The observed decrease of fine root biomass by 45% in girdled plots at the time we took these samples would translate into a decrease of the root-borne 18:2ω6,9 biomarker in sieved soil samples by 0.020 μg g−1 soil (i.e. from 0.0255 in girdled to 0.0056 μg g−1 soil in control plots, Table 1). However, both, amount and changes of the fungal biomarker measured in our soil samples were by levels of magnitudes higher than that, i.e. 18:2ω6,9 decreased from 4.34 μg g−1 soil in control plots to 1.82 μg g−1 soil in girdled plots. Thus, a variation of 0.02 μg g−1 soil caused by the loss of fine root biomass in girdled plots would account for less than 0.8% of the observed change of 18:2ω6,9 in soil. The influence would be higher for 18:1ω9 and 18:3ω3,6,9 (1.25% and 6.0%, respectively), due to less change of these biomarkers in response to girdling.

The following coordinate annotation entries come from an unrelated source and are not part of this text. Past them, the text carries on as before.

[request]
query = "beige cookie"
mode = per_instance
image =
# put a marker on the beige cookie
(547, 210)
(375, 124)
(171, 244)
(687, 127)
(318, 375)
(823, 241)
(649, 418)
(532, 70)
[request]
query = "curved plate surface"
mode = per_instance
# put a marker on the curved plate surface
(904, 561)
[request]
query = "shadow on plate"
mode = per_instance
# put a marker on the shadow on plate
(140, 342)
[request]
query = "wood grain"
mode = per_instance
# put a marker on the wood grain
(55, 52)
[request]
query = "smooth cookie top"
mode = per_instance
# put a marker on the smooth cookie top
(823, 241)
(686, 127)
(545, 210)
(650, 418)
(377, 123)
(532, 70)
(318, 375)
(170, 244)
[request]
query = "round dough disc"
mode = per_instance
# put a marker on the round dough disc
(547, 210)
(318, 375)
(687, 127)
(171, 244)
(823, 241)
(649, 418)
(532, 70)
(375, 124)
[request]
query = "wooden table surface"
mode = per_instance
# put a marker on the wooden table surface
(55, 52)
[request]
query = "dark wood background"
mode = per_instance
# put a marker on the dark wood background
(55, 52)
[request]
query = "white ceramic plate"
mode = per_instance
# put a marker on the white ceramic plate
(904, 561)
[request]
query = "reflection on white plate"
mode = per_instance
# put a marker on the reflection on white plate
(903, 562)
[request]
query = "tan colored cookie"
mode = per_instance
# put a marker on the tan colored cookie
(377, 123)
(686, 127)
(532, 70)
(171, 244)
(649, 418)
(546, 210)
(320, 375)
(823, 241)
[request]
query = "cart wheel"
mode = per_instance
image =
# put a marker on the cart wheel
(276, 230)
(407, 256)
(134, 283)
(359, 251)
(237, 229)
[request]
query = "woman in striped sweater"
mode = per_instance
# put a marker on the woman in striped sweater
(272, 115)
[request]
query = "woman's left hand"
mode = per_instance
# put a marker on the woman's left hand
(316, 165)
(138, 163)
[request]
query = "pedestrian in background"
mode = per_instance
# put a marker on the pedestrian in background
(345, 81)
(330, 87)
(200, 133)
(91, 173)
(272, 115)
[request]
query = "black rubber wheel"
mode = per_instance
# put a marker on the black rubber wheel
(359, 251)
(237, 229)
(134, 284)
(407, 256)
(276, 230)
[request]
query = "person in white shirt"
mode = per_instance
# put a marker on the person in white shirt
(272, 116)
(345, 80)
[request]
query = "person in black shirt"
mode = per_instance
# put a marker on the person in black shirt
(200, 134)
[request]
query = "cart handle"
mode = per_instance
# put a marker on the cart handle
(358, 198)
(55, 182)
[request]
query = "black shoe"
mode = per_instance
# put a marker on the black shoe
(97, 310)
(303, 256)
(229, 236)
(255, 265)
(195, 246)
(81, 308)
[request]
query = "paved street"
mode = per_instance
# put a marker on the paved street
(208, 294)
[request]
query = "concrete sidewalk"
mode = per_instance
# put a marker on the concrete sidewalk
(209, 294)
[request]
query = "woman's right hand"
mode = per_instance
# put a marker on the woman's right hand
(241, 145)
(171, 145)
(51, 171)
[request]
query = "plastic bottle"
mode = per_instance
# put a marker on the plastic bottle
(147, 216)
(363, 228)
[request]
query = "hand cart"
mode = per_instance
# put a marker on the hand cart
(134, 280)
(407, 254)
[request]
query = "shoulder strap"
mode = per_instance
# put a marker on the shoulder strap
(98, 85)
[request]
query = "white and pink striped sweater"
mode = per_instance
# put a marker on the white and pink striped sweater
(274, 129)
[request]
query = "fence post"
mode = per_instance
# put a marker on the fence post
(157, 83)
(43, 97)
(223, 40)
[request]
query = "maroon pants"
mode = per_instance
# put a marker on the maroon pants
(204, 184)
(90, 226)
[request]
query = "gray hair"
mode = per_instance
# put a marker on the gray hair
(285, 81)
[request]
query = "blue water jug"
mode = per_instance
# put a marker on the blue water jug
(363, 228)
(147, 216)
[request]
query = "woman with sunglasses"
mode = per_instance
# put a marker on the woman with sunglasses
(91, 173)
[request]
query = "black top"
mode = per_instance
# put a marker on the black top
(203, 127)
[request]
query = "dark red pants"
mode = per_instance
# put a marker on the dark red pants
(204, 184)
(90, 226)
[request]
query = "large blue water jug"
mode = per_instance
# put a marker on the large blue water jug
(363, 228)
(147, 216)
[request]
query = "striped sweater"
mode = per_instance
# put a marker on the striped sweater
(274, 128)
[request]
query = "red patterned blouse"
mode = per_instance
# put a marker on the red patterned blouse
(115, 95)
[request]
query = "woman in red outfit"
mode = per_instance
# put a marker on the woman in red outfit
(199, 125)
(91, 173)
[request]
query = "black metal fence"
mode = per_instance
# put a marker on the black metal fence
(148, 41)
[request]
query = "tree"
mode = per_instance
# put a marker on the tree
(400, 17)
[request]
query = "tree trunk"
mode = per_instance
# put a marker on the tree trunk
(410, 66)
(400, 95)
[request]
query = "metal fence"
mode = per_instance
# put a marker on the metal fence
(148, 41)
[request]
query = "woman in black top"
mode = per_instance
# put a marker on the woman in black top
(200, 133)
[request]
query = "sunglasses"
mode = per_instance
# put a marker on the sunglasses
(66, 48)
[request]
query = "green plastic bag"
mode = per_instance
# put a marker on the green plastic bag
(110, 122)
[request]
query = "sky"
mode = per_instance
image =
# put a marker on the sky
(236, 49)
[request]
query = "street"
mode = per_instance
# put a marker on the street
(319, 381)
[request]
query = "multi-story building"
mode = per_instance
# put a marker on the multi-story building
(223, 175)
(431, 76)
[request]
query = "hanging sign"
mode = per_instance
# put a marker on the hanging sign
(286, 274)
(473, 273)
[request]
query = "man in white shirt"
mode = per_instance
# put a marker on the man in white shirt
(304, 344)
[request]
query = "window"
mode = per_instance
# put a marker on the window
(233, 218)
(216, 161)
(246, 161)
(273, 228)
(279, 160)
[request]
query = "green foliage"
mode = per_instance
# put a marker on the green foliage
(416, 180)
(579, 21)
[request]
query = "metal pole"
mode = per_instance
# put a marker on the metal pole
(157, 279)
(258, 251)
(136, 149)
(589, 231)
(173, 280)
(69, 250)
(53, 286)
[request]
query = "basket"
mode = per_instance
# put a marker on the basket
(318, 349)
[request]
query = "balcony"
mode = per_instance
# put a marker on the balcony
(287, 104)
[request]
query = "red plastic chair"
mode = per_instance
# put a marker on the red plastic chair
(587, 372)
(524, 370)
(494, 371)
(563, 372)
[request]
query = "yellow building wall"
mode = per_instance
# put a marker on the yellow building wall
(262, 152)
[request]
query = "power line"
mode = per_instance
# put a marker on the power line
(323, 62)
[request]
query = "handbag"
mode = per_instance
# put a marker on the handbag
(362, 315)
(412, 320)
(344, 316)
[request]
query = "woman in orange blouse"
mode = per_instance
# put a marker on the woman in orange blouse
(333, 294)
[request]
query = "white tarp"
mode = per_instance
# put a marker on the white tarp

In conclusion our results show that, although the concentrations of 18:2ω6,9 and 18:1ω9 in beech roots are high, their contribution to the total PLFA content of a sieved beech forest soil is negligible, mainly due to the high abundance of these biomarkers in the soil. If there would be a significant contribution of roots to total soil PLFAs we would expect similar ratios of these biomarkers in soils and roots, which clearly is not the case. Rather, we found a significant correlation between fungal PLFA biomarkers in the soil and ectomycorrhizal colonization of root tips, suggesting the fungal origin of these biomarkers in the soil. (R2 = 0.58, p < 0.005 Fig. 1b). PLFAs with relatively low concentrations in soils, but high concentrations in roots, such as 18:3ω3,6,9 may, however, still be biased to some extent by root-borne PLFAs. We conclude that the PLFA biomarkers 18:2ω6,9 and 18:1ω9 are well suited for reliably capturing fungal dynamics in sieved forest soils.
We thank Peter Schweiger for determination of ectomycorrhizal colonization of roots and Jörg Schnecker for help in fine root biomass determination. This work was supported by the Austrian Science Fund (FWF, Project numbers P18495-B03 and S1001-B07).